Bad Vilbel. „Einer Flüchtlingssiedlung steht es gut an, nicht zu vergessen, dass Hass und Krieg sowie Flucht und Vertreibung schon 1933 anfingen“, heißt es in der Presseerklärung der Evangelischen Heilig-Geist-Gemeinde, Am Kreuz 2, die für Mittwoch, 21. Mai, anlässlich der 60-Jahrfeier seit der Gründung zur Veranstaltung „Dankbarkeit und Gedächtnis“ einlädt. Um 19.30 Uhr wird die Dankestafel enthüllt, um 20 Uhr liest der Schriftsteller und Musiker Michael Wieck aus seinem Lebensbericht, erzählt von seiner Verfolgung als Jude in Königsberg und seiner Internierung als Deutscher durch die Sowjets. Wiechs Erinnerungen erschienen in vielen Auflagen und Übersetzungen. Siegfried Lenz schrieb darüber: „Die Urteile, die er fällt – über die Mächtigen und ihre Mitläufer, über Opfer und Sieger – offenbaren einen eindrucksvollen Geist der Gerechtigkeit.“

Musikalisch eingeleitet werden beide Veranstaltungen durch das Musikschul-Ensemble „Ascolta!“, das Klezmer-Musik spielen wird.

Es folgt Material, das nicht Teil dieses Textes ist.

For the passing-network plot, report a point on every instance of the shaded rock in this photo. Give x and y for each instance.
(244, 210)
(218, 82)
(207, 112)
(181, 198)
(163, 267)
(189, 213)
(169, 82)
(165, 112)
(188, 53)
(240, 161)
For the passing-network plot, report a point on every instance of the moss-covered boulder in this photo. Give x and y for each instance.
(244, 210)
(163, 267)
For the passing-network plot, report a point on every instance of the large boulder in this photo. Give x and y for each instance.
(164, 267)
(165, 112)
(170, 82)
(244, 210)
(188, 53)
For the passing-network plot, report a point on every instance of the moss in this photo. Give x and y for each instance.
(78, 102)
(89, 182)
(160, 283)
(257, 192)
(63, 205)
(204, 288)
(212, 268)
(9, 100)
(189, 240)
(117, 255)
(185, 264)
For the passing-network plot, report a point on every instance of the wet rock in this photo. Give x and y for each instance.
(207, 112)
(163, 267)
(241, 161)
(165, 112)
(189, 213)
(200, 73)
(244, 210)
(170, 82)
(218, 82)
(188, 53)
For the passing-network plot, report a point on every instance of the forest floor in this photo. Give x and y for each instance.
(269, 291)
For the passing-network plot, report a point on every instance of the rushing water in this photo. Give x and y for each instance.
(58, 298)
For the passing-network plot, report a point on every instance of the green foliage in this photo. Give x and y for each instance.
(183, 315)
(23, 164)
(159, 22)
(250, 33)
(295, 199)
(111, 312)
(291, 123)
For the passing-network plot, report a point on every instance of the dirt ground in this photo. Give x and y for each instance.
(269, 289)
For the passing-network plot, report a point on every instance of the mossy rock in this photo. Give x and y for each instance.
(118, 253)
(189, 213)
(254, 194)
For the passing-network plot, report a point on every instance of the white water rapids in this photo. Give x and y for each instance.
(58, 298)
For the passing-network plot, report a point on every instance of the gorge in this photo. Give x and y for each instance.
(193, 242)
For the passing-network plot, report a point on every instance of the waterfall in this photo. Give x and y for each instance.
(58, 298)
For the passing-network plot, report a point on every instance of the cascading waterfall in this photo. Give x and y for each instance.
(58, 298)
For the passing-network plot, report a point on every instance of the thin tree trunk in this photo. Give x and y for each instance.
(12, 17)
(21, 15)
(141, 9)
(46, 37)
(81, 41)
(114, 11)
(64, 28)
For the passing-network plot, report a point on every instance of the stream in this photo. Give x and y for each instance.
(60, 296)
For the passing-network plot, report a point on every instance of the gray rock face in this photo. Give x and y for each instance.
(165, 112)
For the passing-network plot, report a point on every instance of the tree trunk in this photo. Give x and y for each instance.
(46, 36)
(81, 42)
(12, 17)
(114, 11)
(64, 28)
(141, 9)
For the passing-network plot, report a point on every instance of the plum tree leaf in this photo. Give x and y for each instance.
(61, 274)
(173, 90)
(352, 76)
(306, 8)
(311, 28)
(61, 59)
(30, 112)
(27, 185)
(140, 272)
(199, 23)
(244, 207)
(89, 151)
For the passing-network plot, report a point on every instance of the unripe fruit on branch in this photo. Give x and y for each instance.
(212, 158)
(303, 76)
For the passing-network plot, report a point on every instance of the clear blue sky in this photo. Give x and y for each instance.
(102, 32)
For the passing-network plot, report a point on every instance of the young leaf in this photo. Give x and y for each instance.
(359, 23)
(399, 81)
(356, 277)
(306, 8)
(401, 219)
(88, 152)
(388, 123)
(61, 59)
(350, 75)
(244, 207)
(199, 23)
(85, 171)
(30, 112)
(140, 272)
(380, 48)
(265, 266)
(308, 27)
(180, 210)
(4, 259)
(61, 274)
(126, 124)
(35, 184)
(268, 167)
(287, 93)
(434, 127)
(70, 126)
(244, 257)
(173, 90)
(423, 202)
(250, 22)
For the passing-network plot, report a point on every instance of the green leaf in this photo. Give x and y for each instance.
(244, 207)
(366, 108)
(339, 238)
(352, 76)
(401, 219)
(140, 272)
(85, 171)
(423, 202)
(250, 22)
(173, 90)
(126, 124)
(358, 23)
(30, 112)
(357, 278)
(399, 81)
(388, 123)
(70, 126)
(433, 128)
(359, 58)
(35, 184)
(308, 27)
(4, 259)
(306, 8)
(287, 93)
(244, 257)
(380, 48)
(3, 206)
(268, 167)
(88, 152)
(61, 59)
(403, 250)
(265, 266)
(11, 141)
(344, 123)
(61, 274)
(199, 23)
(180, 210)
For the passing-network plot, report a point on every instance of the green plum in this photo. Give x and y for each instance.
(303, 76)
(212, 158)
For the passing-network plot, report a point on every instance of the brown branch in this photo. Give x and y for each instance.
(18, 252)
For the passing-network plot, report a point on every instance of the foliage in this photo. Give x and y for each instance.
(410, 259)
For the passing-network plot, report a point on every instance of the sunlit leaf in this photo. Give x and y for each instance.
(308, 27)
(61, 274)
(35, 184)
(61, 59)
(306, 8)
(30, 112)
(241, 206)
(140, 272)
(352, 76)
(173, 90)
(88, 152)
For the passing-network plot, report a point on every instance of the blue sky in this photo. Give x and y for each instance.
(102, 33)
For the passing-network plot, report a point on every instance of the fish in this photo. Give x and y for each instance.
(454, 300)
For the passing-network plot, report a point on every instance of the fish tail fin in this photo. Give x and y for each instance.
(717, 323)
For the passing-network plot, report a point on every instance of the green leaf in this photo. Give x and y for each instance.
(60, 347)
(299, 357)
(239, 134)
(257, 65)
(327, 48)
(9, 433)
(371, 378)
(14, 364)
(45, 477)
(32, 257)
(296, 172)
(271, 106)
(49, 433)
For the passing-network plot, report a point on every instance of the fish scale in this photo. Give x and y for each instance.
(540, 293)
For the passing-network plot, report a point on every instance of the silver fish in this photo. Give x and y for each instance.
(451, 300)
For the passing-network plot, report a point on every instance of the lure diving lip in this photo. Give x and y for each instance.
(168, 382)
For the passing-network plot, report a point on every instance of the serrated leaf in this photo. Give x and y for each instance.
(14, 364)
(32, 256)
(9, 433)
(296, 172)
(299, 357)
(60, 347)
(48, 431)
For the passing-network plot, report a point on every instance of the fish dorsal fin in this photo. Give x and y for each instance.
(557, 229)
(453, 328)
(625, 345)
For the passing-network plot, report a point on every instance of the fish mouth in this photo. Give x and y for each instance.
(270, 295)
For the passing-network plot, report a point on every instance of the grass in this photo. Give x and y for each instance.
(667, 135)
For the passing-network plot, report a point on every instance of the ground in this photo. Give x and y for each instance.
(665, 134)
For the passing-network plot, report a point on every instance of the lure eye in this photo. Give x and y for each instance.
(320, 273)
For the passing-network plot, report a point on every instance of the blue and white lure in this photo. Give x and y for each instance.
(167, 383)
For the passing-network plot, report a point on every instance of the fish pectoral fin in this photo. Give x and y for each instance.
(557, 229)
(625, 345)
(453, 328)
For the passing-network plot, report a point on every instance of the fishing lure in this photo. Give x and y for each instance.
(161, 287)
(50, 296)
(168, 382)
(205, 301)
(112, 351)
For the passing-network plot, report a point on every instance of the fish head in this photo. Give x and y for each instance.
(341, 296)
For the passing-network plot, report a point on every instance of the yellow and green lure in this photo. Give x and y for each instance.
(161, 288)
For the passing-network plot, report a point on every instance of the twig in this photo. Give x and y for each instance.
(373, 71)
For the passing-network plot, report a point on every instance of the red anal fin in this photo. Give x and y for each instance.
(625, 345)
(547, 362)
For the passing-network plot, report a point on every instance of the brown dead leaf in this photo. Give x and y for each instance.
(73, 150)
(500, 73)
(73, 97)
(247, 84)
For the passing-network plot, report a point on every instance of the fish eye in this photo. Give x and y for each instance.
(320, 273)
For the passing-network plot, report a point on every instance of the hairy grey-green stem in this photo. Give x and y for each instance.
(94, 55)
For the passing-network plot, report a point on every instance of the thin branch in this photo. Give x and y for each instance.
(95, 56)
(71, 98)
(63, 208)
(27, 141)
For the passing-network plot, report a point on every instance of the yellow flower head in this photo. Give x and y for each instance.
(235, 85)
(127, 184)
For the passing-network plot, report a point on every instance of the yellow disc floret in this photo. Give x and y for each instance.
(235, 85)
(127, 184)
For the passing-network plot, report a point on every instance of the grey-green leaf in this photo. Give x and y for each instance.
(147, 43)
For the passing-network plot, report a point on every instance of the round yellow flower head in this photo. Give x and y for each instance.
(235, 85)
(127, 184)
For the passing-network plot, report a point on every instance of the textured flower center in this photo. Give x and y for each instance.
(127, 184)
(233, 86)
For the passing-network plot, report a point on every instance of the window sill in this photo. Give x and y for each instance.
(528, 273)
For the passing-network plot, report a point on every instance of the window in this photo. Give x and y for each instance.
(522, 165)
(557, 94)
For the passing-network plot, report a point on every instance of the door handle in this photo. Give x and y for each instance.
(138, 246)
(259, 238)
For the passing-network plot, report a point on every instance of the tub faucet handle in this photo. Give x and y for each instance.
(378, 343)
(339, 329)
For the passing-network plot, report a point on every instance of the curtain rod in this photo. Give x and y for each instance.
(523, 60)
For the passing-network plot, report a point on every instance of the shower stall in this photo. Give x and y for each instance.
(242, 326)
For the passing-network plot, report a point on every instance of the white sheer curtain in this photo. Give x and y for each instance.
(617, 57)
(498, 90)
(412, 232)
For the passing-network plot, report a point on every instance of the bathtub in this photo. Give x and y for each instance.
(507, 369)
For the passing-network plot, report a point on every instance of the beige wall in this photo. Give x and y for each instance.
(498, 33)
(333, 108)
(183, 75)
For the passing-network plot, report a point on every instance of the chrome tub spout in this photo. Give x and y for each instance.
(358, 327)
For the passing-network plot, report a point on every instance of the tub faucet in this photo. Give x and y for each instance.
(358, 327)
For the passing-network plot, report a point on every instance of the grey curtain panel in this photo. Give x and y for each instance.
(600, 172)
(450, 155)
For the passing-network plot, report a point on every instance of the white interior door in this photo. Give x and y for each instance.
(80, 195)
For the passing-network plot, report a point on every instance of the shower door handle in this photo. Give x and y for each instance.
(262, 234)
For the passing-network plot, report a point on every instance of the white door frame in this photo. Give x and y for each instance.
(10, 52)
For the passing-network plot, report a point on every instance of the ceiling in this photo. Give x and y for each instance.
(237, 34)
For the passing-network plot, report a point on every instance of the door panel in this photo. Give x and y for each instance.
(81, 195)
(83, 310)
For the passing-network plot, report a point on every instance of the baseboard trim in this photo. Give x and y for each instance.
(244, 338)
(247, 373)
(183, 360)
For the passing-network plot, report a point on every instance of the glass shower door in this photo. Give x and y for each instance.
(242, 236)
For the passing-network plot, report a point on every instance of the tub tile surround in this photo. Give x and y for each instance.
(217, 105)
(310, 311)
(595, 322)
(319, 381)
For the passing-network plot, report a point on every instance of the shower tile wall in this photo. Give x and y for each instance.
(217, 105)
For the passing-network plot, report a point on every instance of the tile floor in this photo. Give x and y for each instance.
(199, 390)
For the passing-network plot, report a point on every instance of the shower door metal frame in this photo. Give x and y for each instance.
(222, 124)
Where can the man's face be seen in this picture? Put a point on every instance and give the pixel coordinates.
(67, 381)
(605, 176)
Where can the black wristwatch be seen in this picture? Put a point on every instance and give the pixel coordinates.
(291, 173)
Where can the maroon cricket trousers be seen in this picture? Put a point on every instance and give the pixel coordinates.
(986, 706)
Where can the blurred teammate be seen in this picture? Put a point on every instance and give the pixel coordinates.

Als einer der zwei letzten Juden überlebt Michael Wieck das Kriegsende 1945 in Königsberg. 1928 dort geboren, wuchs er als Sohn einer jüdischen Mutter und eines christlichen Vaters auf. Nach der Machtübernahme der Nazis wurde er mit seiner jüdischen Gemeinde diskriminiert und verfolgt. Lange vor den Kirchen und Häusern der Christen wurden in Königsberg das jüdische Gotteshaus und die jüdische Schule zerstört, die Gemeindemitglieder verfolgt. Kaum einer überlebte. Nach der Befreiung von den Nazis war der jüdische Deutsche nur noch ein Deutscher und wurde von den Sowjets interniert. Sein Leiden als Jude bis 1945 wurden ignoriert. Erst 1948, gelang es ihm, Ostpreußen zu verlassen. Nun konnte er seinen Wunsch erfüllen und wurde Musiker, brachte es zum ersten Konzertmeisters des Kammerorchesters und des Radiosymphonieorchesters Stuttgart.

Auf dem Heilsberg können keine Stolpersteine wie in der Kernstadt verlegt werden, da auf dem früheren Truppenübungsplatz bis 1945 überhaupt niemand wohnte. Deshalb beschloss die Evangelische Heilig-Geist-Gemeinde Heilsberg, eine Gedenktafel für die ersten Opfer der deutschen Diktatur anzubringen. (sam)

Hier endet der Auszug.